Overcoming barriers by listening and communicating

I want to talk about a passage in the Gospel of Saint John that always moves me. John the Baptist sees Jesus and, looking at Jesus, says, ‘Here is the Lamb of God who takes away the sin of the world.” 

Do you know what sin is? It’s when there is a barrier between you and me. Between me and God, between me and myself. It is a wall, a wall so that we cannot speak to each other. We don’t encounter others, because we are so certain that we are right; ‘You have nothing to bring me. I don’t need you.”

Then the next day John the Baptist sees Jesus again and says here is the Lamb of God who takes away this terrible barrier, which prevents us meeting ourselves, meeting the other, meeting truth and meeting God.

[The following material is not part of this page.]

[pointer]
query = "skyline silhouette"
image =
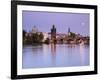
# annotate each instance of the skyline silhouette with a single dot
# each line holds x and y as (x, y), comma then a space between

At that moment two of the disciples break off from their master and teacher, John the Baptist. They start following Jesus. And the first words of Jesus in this Gospel, as he turns around are, ‘What are you looking for? What do you want?’ (John 1:38) These are the first words of Jesus to each of us. ‘What do you want? What is it you want really? What is deepest within you? Where is your desire, your thirst, your hope?’ Jesus doesn’t tell people what to do. He asks them a question. ‘What are you seeking as you begin to follow me?’

Let’s try to understand each other.  Tell me your story, the story of your pain, the story of your failures and I can tell you my story and somewhere we will be coming together.  If you discover that somebody really loves you, really appreciates you, understands you, listens to you, then you begin to change.  You come out from behind the barriers of fear that you have constricted around your heart.

 

The incarnation – bridging barriers

The Word became flesh. The Word became a tiny child to break down those barriers, the dividing wall that prevents us shaking hands with those who are different. Behind those walls each group considers itself the best, the most important and the most loved by God. The Word became flesh to bring these barriers down so that all of us can discover that we are all precious to God and made for love.

 

Being sent into the world to be present

Meeting the stranger does not mean just saying ‘hello’; it isn’t just listening to his or her story. It is understanding them and to go even further: to appreciate the difference. Then we can enter into communion together.  But there again, it is a long road, So as the Father sent Jesus, Jesus sends us into a world where there is a lot of pain…

Holiness is not hiding ourself and saying prayers. Holiness is becoming like Jesus and taking our place in the world to reveal that God is mercy; God is love, God has come to bring us together and wants us to be a people filled with hope, and also with joy. ‘I say these things to you’, says Jesus, ‘so that your joy might be full and my joy might be within you.’ (John 15)

 

Being present and serving just where we are

The danger for all of us is that we are living in a culture of competition and rivalry, so we are often on the defensive and trying to prove that we are better than others are. Have we forgotten that Jesus is at our feet asking us to serve just where we are?

I think I can understand Peter who looked at Jesus and said, ‘You wash my feet?’ Jesus replied, ‘you cannot understand now, but you’ll know later: Then Peter said, ‘No. You shall never wash my feet.’ It’s because he can’t really understand Jesus. He can’t understand that Jesus came to bring a totally new order where the walls would fall down and we would come together as brothers and sisters. Do we understand this new order? Do we understand God’s vision for humanity or are we just closed up in our own little worlds?

All of us can understand the reaction of Peter. Maybe if we found Jesus kneeling at our feet we would react in the same way. We want a big God who fixes our problems. We don’t want a little God saying, “I need you and I’ll come and live in you.  I’ll give you a new strength, a new spirit and you shall work so people become free and loving and peacemaking.” We always want a God who is going to fix our problems, but God is saying, “I’ll give you the strength so you become one of those who work with others to bring peace to our world.”